The Church dedicates the month of October to respect life and the rosary. We are in the “Year of St. Joseph” so we focus on a great example of St. Joseph, and the theme for the respect life is “St. Joseph, the defender of life.” Our life from womb to tomb is a gift from God and He is our Hope. As I mentioned above, October is the month of the Rosary, a devotion to our Mother Mary, which very well connects with respect life month. When we meditate on the mysteries of the Rosary, we walk through the life of Joseph, Mary and Jesus: from the very moment of his conception in the womb of Mary, how Joseph protected Mary and child Jesus. Further we go through his public life of Jesus; passion, death, and resurrection to his ascension and coming of the Holy Spirit. Through his salvific action, He restored the dignity of our life.
There is an article on the Respect Life website: St. Joseph: Faithful protector of Mother and Child. It says, “The humble and often hidden carpenter of Nazareth accompanied Mary in her pregnancy, assisted at the birth of the Messiah in a stable, presented Jesus in the Temple, fled with his family far from their homeland to protect them, and lovingly raised Jesus as his own son in the years to come.” St. Joseph tells us through his life, how to be the voice for the voiceless, and respect the dignity of life.
The scripture readings for this weekend are about the covenant, bond of love in marriage, a bond that God wishes to be permanent. In the book of Genesis, there are two creation accounts. The first one in chapter one which involves 7 days of creation. The second chapter gives us the second account of creation where man is created first. God created Adam, then created everything else and placed him in the garden to care for everything. But Adam was alone and the solitude was not good for him. So God created a woman, a partner for him. When man meets woman, it is the climax of the reading where Adam says, "This one, at last, is bone of my bones and flesh of my flesh.” It is an institution of a covenant. We can see in the second book of Samuel 5:1, a covenant made between David and Israel, which reads, “All the tribes of Israel came to David in Hebron, and they said: “Look! We are your bone and your flesh.” In the Book of Genesis, it is a covenant between man and woman.

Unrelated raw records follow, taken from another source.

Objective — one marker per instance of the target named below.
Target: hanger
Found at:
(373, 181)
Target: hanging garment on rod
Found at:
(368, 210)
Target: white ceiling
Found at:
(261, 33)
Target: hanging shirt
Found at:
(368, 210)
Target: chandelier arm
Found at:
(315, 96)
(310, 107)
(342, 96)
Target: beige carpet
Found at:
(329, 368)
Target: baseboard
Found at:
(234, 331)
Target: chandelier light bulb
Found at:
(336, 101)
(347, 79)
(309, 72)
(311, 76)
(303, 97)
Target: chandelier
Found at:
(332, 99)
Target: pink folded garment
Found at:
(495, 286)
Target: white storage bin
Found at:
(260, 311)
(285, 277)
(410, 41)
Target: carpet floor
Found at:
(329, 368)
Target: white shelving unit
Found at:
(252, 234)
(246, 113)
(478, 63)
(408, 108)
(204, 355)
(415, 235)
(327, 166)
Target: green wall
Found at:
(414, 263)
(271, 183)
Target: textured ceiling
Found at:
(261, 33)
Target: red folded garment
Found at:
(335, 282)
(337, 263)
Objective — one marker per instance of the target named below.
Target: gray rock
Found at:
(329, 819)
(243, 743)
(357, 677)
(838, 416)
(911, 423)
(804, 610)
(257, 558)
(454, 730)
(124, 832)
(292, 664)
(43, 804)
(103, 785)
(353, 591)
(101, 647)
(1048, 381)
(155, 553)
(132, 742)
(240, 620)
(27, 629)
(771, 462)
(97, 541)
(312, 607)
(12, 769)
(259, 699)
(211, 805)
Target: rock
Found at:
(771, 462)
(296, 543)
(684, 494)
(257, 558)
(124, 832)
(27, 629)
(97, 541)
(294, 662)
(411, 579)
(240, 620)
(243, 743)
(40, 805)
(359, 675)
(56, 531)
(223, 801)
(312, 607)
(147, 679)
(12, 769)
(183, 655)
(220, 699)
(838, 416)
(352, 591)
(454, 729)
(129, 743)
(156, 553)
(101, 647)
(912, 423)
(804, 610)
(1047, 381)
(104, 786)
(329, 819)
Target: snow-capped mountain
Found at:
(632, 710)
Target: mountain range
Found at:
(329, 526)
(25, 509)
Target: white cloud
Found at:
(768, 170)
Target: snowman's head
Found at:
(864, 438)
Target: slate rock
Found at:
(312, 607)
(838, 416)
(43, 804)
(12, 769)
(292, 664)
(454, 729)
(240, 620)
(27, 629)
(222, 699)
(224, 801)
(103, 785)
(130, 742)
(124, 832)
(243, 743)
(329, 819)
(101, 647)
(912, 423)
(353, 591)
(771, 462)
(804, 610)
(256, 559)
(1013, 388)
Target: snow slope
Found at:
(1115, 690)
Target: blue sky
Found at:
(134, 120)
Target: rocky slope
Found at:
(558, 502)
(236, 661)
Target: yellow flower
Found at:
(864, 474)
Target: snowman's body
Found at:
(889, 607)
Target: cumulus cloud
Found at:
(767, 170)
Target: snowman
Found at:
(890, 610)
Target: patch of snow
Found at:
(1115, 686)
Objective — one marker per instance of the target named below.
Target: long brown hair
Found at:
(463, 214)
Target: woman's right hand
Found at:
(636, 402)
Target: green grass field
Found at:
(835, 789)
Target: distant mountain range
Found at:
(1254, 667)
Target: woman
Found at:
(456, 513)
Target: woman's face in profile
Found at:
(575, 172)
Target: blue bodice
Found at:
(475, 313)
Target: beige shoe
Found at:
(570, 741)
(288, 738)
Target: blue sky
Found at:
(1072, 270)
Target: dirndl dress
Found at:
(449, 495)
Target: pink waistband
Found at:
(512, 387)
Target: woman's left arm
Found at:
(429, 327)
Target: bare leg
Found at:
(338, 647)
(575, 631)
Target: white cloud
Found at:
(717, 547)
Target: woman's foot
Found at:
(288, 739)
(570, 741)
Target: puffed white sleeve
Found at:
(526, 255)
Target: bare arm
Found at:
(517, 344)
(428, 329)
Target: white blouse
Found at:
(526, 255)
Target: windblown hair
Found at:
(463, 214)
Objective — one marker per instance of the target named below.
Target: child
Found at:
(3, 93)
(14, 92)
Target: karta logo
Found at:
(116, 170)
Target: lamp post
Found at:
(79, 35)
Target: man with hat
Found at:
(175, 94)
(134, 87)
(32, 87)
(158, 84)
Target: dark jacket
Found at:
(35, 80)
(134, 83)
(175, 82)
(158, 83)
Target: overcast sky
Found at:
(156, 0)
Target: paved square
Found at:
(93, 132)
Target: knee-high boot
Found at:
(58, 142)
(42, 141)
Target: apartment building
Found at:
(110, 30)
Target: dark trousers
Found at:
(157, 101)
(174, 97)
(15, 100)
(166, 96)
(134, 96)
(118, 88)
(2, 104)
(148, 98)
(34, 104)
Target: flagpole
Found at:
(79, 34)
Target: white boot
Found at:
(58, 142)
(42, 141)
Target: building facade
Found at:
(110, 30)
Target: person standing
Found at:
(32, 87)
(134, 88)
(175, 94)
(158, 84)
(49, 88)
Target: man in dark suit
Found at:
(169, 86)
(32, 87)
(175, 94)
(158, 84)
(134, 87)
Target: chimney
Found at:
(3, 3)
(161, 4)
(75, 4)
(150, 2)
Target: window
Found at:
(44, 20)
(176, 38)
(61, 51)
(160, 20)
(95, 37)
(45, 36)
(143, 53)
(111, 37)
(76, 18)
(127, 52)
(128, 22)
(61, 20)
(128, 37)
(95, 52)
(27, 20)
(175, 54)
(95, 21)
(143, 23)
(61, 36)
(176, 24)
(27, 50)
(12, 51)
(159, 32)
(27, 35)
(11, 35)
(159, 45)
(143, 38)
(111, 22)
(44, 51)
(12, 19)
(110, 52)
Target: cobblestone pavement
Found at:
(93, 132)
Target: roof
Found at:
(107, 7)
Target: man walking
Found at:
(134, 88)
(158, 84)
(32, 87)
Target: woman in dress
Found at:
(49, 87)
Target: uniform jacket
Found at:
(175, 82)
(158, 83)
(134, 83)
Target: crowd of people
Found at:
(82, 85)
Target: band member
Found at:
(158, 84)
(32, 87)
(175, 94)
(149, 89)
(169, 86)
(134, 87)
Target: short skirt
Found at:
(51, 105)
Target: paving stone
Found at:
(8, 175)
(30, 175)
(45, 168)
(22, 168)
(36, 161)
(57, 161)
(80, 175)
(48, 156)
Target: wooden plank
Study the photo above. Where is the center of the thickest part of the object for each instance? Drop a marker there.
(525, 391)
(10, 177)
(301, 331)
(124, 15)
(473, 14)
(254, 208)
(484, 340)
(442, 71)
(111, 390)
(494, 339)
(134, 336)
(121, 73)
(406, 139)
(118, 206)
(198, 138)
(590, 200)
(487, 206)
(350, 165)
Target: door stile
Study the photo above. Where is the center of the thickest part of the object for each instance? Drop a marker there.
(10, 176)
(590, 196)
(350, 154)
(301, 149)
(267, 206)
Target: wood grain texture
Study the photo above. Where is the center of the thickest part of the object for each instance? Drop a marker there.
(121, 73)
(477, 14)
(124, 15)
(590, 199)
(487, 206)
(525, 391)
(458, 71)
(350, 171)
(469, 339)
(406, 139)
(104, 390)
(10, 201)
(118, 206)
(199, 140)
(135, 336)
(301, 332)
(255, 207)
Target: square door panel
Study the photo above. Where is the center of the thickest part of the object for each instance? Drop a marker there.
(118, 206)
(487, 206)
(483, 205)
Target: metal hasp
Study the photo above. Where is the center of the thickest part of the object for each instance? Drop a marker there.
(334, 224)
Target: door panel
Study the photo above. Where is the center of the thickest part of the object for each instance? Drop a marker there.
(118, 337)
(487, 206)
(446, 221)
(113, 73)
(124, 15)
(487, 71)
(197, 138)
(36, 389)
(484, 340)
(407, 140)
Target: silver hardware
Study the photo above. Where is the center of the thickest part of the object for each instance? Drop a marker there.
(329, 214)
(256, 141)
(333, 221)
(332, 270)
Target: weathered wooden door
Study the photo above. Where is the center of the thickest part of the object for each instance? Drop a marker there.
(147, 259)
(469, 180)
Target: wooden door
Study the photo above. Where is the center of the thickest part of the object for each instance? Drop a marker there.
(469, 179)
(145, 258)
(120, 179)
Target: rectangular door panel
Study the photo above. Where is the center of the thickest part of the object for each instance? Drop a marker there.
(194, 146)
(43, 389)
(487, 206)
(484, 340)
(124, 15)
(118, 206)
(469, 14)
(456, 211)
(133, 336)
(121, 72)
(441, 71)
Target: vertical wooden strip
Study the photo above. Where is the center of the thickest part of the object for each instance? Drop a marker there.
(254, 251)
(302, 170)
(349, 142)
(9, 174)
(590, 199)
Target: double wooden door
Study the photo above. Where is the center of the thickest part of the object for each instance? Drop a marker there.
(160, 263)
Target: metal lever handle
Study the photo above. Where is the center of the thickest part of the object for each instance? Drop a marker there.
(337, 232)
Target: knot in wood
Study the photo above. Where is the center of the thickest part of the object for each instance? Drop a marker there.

This reading prepares us to listen to the Gospel passage. It is a kind of debate taking place in the Gospel. The Pharisees wanted to prove that Jesus is wrong. The base of their argument is Deuteronomy 24:1, “When a man, after marrying a woman, is later displeased with her because he finds in her something indecent, and he writes out a bill of divorce and hands it to her, thus dismissing her from his house…” Jesus told them that Moses’s teaching was temporary due to their hardness of heart. Jesus emphasises on the Book of Genesis, Chapter 1:27 and 2:24, in the beginning of creation, there Jesus proclaims permanence to be the divine intent from the beginning concerning human marriage.
The second reading, from Hebrews, reminds us that Jesus became one of us, bone of our bone and flesh of our flesh. In Israel, the High Priest would enter the Holy of Holies once a year on the Day of Atonement to offer sacrifice for the reconciliation of the people to God and for the forgiveness of the sins committed over the past year. Jesus, the Eternal High Priest offered himself on the Cross and established the Eternal Covenant. He came as one of us, he “tasted death for everyone.” He was not only the Sacrifice, but also the High Priest.